161.07-08: our lovers’ code (the “our” may constitute a source of irritation . . . : Cf. 212.31-32: “When our lovers (you like the authorial possessive, don’t you, Van”) . . . ” MOTIF: our lovers.
161.12-22: complications arose . . . overcomplicating its cryptogram: Cf. the difficulties Kinbote has in deciphering the message in the Haunted Barn, PF 215.
161.22: cryptogram: Cf. 390.16-17: “the famous, recently decorated cryptogrammatist, Mr. Dean.”
161.24-26: Both . . . still knew by heart . . . Marvell’s “The Garden” and . . . Rimbaud’s “Mémoire”: Each discovered that the other knew these poems over dinner with Marina early in the summer, 64-65 (I.10): cf. 64.17-18: “Mémoire, a poem by Rimbaud (which she fortunately—and farsightedly—made me learn by heart . . . )” (Ada at the time she says this cannot know that the poem will prove valuable as it now does, so the speech appears to transfer later knowledge illegitimately into what she “actually” might have said at that time). Mason 19 notes: “Literally, their separation leaves them with memories of the garden” of Ardis.
161.28-29: l2.11. l.1.2.20 l2.8 meant “love,” with “l” and the number following it denoting the line in the Marvell poem: These are the two lines quoted (in Ada’s French translation, and in Van’s partial citation of the English) at 65.11-13. L2.11: the l in “palm”; l1.2.20: the o in “How” and the v in “themselves”; l2.8: the e in the first “the”: “How vainly men themselves amaze / To win the palm, the oak or bays!”
161.31: line.”: Corrected from 1969’s “‘line’” (without stop).
162.09-12: curiously enough, in their third period of separation, from January 1887, to June, 1888 . . . their letters grew scarcer: Despite the “curiously enough,” Van as narrator knows quite clearly why Ada’s letters become scarcer: her affair with Philip Rack begins in August 1887 (293.20) and her affair with Percy de Prey in the spring of 1888.

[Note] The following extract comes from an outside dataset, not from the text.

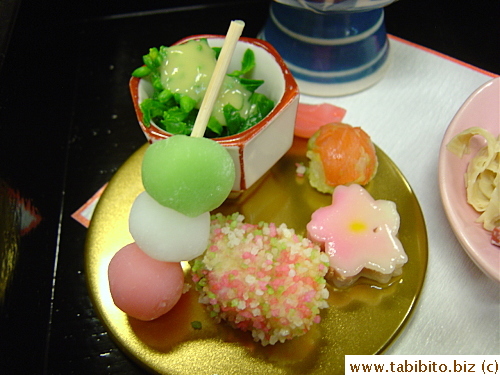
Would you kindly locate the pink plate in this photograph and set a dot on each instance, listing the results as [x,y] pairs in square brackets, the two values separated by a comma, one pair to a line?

162.10-11: to June 1888: When Van returns to Ardis, 187.01-02.
162.15-16: all the letters were destroyed in 1889: After Van flees from Ada and Ardis in jealous fury at the end of July 1888. Another inconsistency: cf. 336.20-24: “he had kept there only the innocent sixth letter . . . which had perished, together with her coded notes (of 1884-88) when the irreplaceable little palazzo burnt down in 1919.”
162.17: (I suggest omitting this little chapter. . . . Ada’s note.): MOTIF: Composition: Ada.